Tafsir Al-Nahl 77: Tapi Kiamat Masih Lama

Tafsir Al-Nahl 77: Tapi Kiamat Masih Lama ilustrasi

Oleh: Dr. KHA Musta'in Syafi'ie MAg. . .   

BANGSAONLINE.com - "Walillaahi ghaybu alssamaawaati waal-ardhi wamaa amru alssaa’ati illaa kalamhi albashari aw huwa aqrabu inna allaaha ‘alaa kulli syay-in qadiirun."

Keimanan itu berorientasi pada yang gaib-gaib, yang tidak terlihat, yang akan datang dan tidak bisa dibuktikan seketika. Karena urusan keyakinan, maka sifatnya subyektif dan suka-suka. Semua konsep keimanan, dari agama manapun pasti diperkuat dengan dasar pemikiran, baik rasional maupun dalil kitab suci. Jika masing-masing berpegang teguh pada kitab yang disucikan, lalu kitab mana yang dijadikan pedoman paling benar? Bagi umat islam, kitab suci yang wajib dipedomani adalah al-Qur'an al-Karim. Tapi tidak dengan agama lain.

Oleh sebab itu, dalam urusan keimanan tidak ada hakim yang disepakati sebagai rujukan tunggal. Meskipun demikian, agama tidak bisa lepas dari tinjauan akademik dan tidak pula bisa lepas dari nalar kritis. Karena ajarannya terbuka untuk umat manusia, maka ajaran dan doktrinnya harus terbuka pula dan siap dikaji dan diktritisi. Dari nalar kritik inilah, akan nampak agama mana yang punya konsep konferhenship.
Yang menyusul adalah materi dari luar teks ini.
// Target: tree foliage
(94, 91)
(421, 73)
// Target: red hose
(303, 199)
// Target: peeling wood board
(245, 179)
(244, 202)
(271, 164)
Islam, dengan al-Qur'annya terbuka dan menantang siapapun untuk mengkritik, bahkan disilakan menemukan kejanggalan konsep bila bisa. Hal mana tidak ada di kitab suci lain yang berani demikian.

Kali ini al-Qur'an membicarakan keimanan terkait hari akhir yang amat rahasia tapi pasti. Tuhan menyatakan Diri-Nya sebagai sangat mampu berbuat apa saja, bahkan urusan hari kiamat amatlah ringan bagi-Nya. Andai diibaratkan pengerjaan, maka seluruhnya beres di tangan-Nya tidak lebih berat dibanding sekedar kedipan mata.

"Illa kalamh al-bashar aw huw aqrab". Bagi kita yang hidup hari ini, secara itung-itungan, berdasar tanda yang sudah dipatok al-Hadis, rasanya tidak mungkin kita menjumpainya. Masih sangat lama. Diriwayatkan, katanya orang yang hidup saat itu disebut sebagai kurun yang buruk sekali.

Kaum sufistik memandang Kiamat sebagai kematian yang setiap saat mengintai. Masing-masing kita punya kiamat sendiri-sendiri. Sekafir apapun, tidak ada yang mengingkari kematian. Tapi persoalannya adalah acaranya. Bagi mereka, mati ya mati, kiamat ya kiamat, titik, tanpa ada pengadilan atau pembalasan apa-apa. Sedangkan bagi umat islam, justru hari pembalasan amal itulah yang esensial. Untuk apa ada kiamat bila tanpa pengadilan. Di dunia saja orang percaya kekuatan pengadilan, seharusnya terhadap pengadilan Tuhan makin percaya.